Brussels, 12 th November 2009
Mergers: Commission approves proposed acquisition of Segebel by Electricité de France (EDF), subject to conditions
The European Commission has cleared under the EU Merger Regulation the proposed acquisition by EDF (France) of exclusive control of Segebel (Belgium), a holding company whose only asset is a 51% stake in SPE S.A., the second largest electricity operator in Belgium. Both companies are active in the energy sector. To remedy competition concerns the Commission had in relation to the reduced incentives of EDF to continue its plans to build additional electricity generation capacity in Belgium after the proposed acquisition, EDF has committed to immediately divest the assets of one of its companies in charge of the development of one of EDF's planned power station projects. In addition, in case EDF were not to invest in a second planned power station that it has been planning by a set date, or no decision to invest has been taken by then, EDF has committed to divest the assets of the company in charge of the development of that project at that time. In view of the proposed remedies, the Commission concluded that the operation would not significantly impede effective competition in the European Economic Area (EEA) or any substantial part of it. As a result, the Commission has decided that there is no need for the matter to be examined by the Belgian competition authority (Conseil de la Concurrence), which had asked for a partial referral of the case.
Competition Commissioner Neelie Kroes said: "The remedies will ensure that additional electricity generation is put on the market in the future which should lead to greater competition to the benefit of consumers".
EDF and its subsidiaries are active in the generation and wholesale trading of electricity and in the transmission, distribution and retail supply of electricity, as well as in the provision of other electricity-related services, in France and other countries. EDF is also active, to a lesser extent, in the natural gas retail and wholesale markets. Its presence in Belgium has so far been relatively limited, although it is currently the third largest operator.

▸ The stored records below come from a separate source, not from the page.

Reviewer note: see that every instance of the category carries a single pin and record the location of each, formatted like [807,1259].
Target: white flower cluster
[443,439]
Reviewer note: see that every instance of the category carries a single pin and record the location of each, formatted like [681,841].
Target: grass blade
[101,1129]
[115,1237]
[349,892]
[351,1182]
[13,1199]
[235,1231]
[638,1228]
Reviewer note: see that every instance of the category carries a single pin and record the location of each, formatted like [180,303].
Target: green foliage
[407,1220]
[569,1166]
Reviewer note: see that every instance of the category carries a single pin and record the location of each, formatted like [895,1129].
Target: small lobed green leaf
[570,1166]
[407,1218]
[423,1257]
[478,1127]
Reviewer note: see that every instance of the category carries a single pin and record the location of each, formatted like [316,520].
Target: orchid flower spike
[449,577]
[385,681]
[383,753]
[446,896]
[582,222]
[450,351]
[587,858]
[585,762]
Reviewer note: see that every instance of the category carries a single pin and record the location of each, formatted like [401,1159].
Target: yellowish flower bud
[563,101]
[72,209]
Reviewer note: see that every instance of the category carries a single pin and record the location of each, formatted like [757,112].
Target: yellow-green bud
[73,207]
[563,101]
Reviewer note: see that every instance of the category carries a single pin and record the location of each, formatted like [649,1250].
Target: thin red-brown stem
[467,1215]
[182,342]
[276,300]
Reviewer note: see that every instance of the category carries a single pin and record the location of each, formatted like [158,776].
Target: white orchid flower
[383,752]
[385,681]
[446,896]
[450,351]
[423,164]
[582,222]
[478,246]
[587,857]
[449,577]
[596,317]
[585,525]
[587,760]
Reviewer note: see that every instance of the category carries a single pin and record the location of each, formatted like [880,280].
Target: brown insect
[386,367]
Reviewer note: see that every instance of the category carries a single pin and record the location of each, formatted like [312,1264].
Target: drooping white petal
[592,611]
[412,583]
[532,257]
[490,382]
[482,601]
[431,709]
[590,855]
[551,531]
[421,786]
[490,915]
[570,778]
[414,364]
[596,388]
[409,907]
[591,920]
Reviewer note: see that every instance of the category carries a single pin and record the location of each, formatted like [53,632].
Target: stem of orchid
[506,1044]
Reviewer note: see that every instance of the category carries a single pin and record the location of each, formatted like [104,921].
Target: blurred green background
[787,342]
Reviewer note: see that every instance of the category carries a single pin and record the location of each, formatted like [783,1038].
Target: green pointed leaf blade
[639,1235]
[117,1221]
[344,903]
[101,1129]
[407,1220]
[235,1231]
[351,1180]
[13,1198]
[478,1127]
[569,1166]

Segebel is a holding company whose only asset is a 51% equity interest in SPE S.A. SPE is a Belgian company active in the production of electricity and in the trading and supply of electricity and gas in Belgium. SPE produces electricity through a portfolio of power plants in Flanders and Wallonia. It is the second largest electricity operator in Belgium, after the incumbent operator GDF SUEZ (Electrabel). It is present in the market under the Luminus brand.
The Commission's investigation revealed that the proposed transaction would not significantly affect competition on most relevant markets due to limited or non-existent horizontal overlaps between the parties' activities.
Nevertheless, the Commission did identify certain competition concerns in various Belgian electricity markets, in particular with regard to the Belgian wholesale electricity market. These arose from the fact that the proposed transaction removed EDF as a potential significant entrant in these markets because the incentives for the merged entity to develop new generation capacity in Belgium were likely to have been significantly reduced in comparison to the incentives that EDF had before the takeover. EDF has been developing two sites. The total new generation capacity that EDF was planning to develop constitutes about 10% of overall Belgian capacity. This capacity could allow EDF to further develop its business in the downstream markets for supplies to end consumers.
In order to remove the Commission's concerns, EDF has proposed the immediate divestment of the assets of one of the two abovementioned companies in charge of carrying out the projects and the divestment of the assets of the remaining project if, by a later date, EDF has not taken a final investment decision or has taken a decision not to invest with regard to the remaining site. These commitments will provide another operator with sufficient incentives to develop the sites, equivalent to EDF's incentives to do so before the takeover.
The Commission therefore concluded that the remedy package removed, in an appropriate and proportional manner, the concerns that it had identified. Through the restoration of the incentives to develop EDF's sites to the same level as before the takeover, Belgian consumers and businesses will benefit.